In the current climate, it is one-way traffic against all MPs and everyone gets tarnished.
Sadly, the rule of thumb, too, is not to react — it just keeps the knocking copy going and encourages hostile missives on the local letters pages.
For the record, however, I am not an MP who “regularly makes the maximum £400 monthly claim for food” (nor do I have monthly parking permits — just one a year).
What has got lost in some of the ridiculous claims — from duck houses to mole hunts — in the coverage of the additional costs allowance, is that it is not simply there to help run a necessary second home.

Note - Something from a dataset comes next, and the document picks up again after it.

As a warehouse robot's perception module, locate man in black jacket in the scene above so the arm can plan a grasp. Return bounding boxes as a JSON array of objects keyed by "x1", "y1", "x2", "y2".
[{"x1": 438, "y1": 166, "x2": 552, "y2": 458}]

It also caters for out-of-pocket expenses, which would be normally reclaimed from an employer in any other sphere.
In journalism, the staples would be lunches and taxis.
Unlike at newspapers, however, MPs cannot specifically claim the costs of working lunches or dinners, or hosting visitors, nor indeed late-night taxis after public transport finishes.
I have claimed reimbursement of costs of hosting visitors from the constituency, or to do with parliamentary work — food, as you call it — on relatively few occasions.
The most notable was one summer, before the annual Buckingham Palace garden parties, when the bill from the House of Commons threatened to scupper the family holiday.
I spend a lot of time in parliament, as a member of the Culture, Media and Sport Select Committee, standing up for journalists.
So avaricious am I, too, that since 2001 I have paid my NUJ dues — for the most part at national newspaper rates — even though I do not still practise or gain any benefit.
The irony, of course, is that I may not have featured in your list — with its big question mark — if I had not still done so.
Sometimes, you wonder why you bother.
Paul Farrelly
MP for Newcastle-under-Lyme
The Journalist did indeed take the information from public sources — including searching for MPs’ protests and objections to the Telegraph’s revelations — lacking the means for a full investigation.